It is frustrating trying to learn about machine learning. Do I use YOLO, Keras, Tensorflow, PyTorch or all of them together somehow? And even if you figure out the PhD stuff, you still have to then master about three other disciplines to get it to work in production; devops, programming, and counting disciplines.
Well I am here for you brothers and sisters in computers, I have good news for your peace of mind.
The most important thing in getting machine learning to work properly is training data.
And even more importantly, the skills required to make a good training set have nothing to do with math, computers, or engineering.
What is training data?
The tools to take that data and turn it into a machine learning model that works exist today and are easy to use. You don’t have to go Berkeley to use them, you just have to be a little familiar with computers.
Is it obvious where the magic is yet?
The Magic.
Where did the 2000 examples e-mails come from? YOU! That’s right, anyone can create a dataset with just a bit of elbow grease, some focus, and the ability to follow a few simple conventions that I’ll outline below after I finish making this awesome point.
Sure, you could go online and find an existing dataset of spam, but if you’re actually try to solve a problem at your company, you ought to create your own dataset that comes from the problem you are trying to solve.
For example, perhaps your company gets inundated with e-mails that you’d consider spam but don’t fall under the traditional classification of such that perhaps GMAIL uses today.
Well, all you need to do is go through your companies e-mails and put examples of spam into one folder, and examples of not spam into another.
I agree, it is a bit tedious, but it is worth it in the end because what you are doing is GOLD! YOU ARE BASICALLY MAKING GOLD!!
It is practically a miracle what having a human-curated, problem-specific data set will do for your machine learning model’s accuracy. Companies would kill* for such a dataset.
To summarize, the reasons for this are two-fold;
- Machine learning models perform best when they’re trained for a specific problem, and aren’t being too generalized. It is like trying to use a hammer on a screw instead of a screwdriver. A human thinking about the problem they’re trying to solve, and building a curated training set around that is the best way to have success with your model.

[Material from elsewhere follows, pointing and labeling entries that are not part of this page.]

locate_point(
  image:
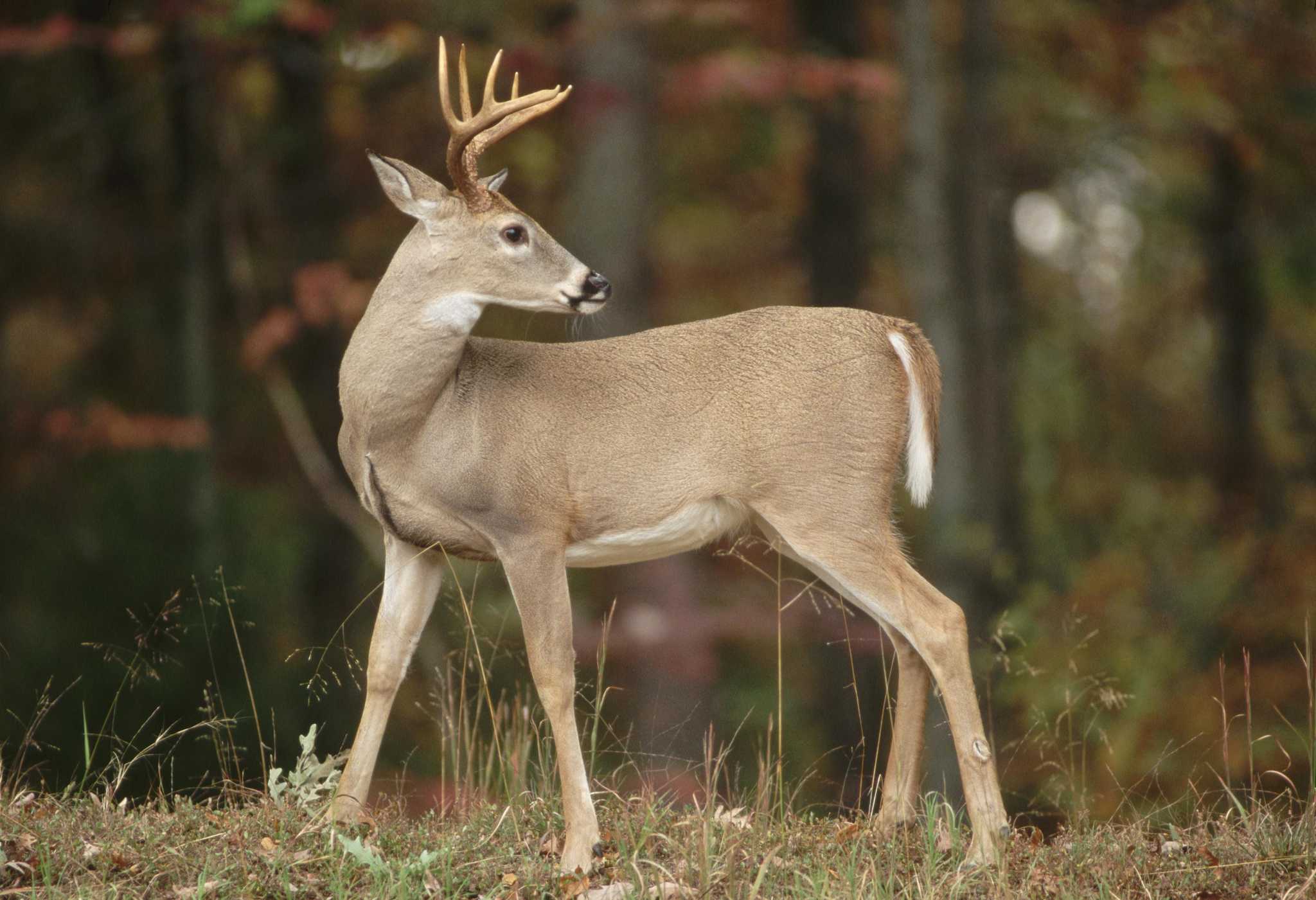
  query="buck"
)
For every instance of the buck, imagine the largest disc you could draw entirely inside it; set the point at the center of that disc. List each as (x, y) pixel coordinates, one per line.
(609, 452)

- There is less and less room for generalized machine learning models to make a difference for businesses, and so they need to build models based on their own datasets, which some companies might not have or don’t know how to obtain.
What about visual data?
It is the same thing. There is an explosion in data labeling startups for visual imagery because of all of what I excellently mentioned above. It really requires the same work as finding spam e-mails; go through your images and label them.
Now I get it — it sounds incredibly tedious, and it is tedious, which is why you can hire third-party companies to do the labeling for you, and I know plenty of good ones out there that I’ve worked with in the past.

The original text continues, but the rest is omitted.